Yes, ICMP time exceeded including UDP can be routed and is actually
working.

>> IC. We can rely on random id and transport checksum, then.

> Transport checksum works only if the entire transport packet is included
> in the ICMP response,

ICMP? I'm afraid the only ICMP possibly affected by reassembly
is port unreachable. Moreover, as long as destination port number
is correct, proper response can be returned. Purely theoretically,
wrong reassembly of IPv6 (or IPv4 with fragmented ICMP error) can
make the destination port number wrong.

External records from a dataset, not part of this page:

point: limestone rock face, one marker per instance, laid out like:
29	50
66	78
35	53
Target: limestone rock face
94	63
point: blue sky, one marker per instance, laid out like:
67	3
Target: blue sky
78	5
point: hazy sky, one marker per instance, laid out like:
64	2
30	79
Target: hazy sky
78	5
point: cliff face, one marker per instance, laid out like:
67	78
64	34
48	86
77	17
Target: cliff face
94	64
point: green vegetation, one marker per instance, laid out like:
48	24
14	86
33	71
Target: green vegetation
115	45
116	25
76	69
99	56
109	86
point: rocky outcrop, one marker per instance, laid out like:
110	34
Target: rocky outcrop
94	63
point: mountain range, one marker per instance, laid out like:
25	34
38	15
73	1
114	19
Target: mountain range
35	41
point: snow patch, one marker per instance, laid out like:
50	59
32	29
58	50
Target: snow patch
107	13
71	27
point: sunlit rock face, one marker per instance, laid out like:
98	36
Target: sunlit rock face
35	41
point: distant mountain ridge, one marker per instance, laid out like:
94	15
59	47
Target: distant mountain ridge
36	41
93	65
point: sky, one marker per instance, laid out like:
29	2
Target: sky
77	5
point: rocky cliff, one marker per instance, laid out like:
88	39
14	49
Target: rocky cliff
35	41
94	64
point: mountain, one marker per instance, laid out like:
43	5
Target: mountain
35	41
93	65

Still, as the source port
number is assured to be in the same fragment as the destination
port number, the port unreachable message itself is correct.

You should better worry about the theoretical possibility that
port numbers are not included in the first fragment of IPv6
packet (because of lengthy optional headers).

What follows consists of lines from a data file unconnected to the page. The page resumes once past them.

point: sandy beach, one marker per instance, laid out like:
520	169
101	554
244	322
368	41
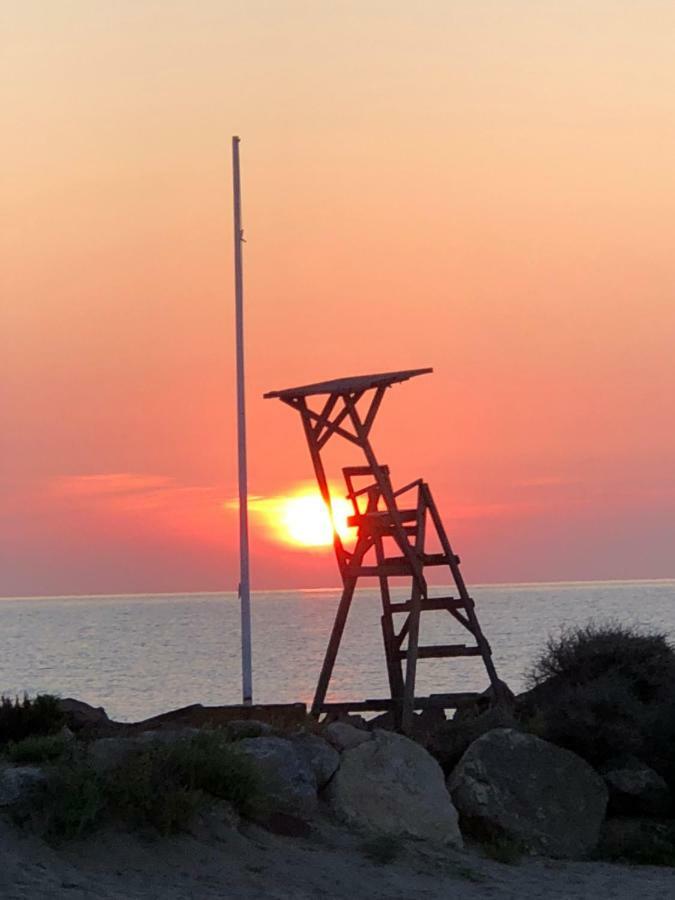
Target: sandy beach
248	863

>> It should be noted that packet smaller than 69B is also atomic.
> 
> Packet size is not a consideration in whether a packet is atomic.
> 
> Packets under 69B must be able to be carried without fragmentation by a
> link as per RFC791, but there's nothing in RFC791 that prohibits such
> packets from being fragmented anyway.

RFC791 specifies fragmentation occur only "when necessary":

  The internet modules use fields in the internet header to fragment and
  reassemble internet datagrams when necessary for transmission through
  "small packet" networks.

and "necessary" is defined as:

    Fragmentation of an internet datagram is necessary when it
    originates in a local net that allows a large packet size and must
    traverse a local net that limits packets to a smaller size to reach
    its destination.

NetBSD, for example, assumes so:

	if (m->m_pkthdr.len < IP_MINFRAGSIZE) {
		ip->ip_id = 0;

thanks to IPv6, we can safely assume not only IPv6, but also IPv4,
packets smaller than 1281B is atomic.

BTW, note that atomic packets may be fragmented within a tunnel as
is specified in RFC2473, which is used for IPv6 mobility.

> But nothing in RFC791 requires that this be the original packet.

That a fragment can be 28B long does not mean 68B packet may be
fragmented unnecessarily. Note also a suggestion in RFC791:

      An alternative might produce less
      than the maximum size datagrams.  For example, one could implement
      a fragmentation procedure that repeatly divided large datagrams in
      half until the resulting fragments were less than the maximum
      transmission unit size.

which is seemingly ignored but should be useful today with nested
tunneling.

>> The problem of the draft (and IPv6) is that it depends on PMTUD.
> 
> Please explain how and where. PMUTD isn't even discussed or cited.

You can't safely send an IPv4 (with DF=1) or IPv6 packet larger
than 1280B unless you know path MTU.

It's an issue of IPv6, not specific to the draft.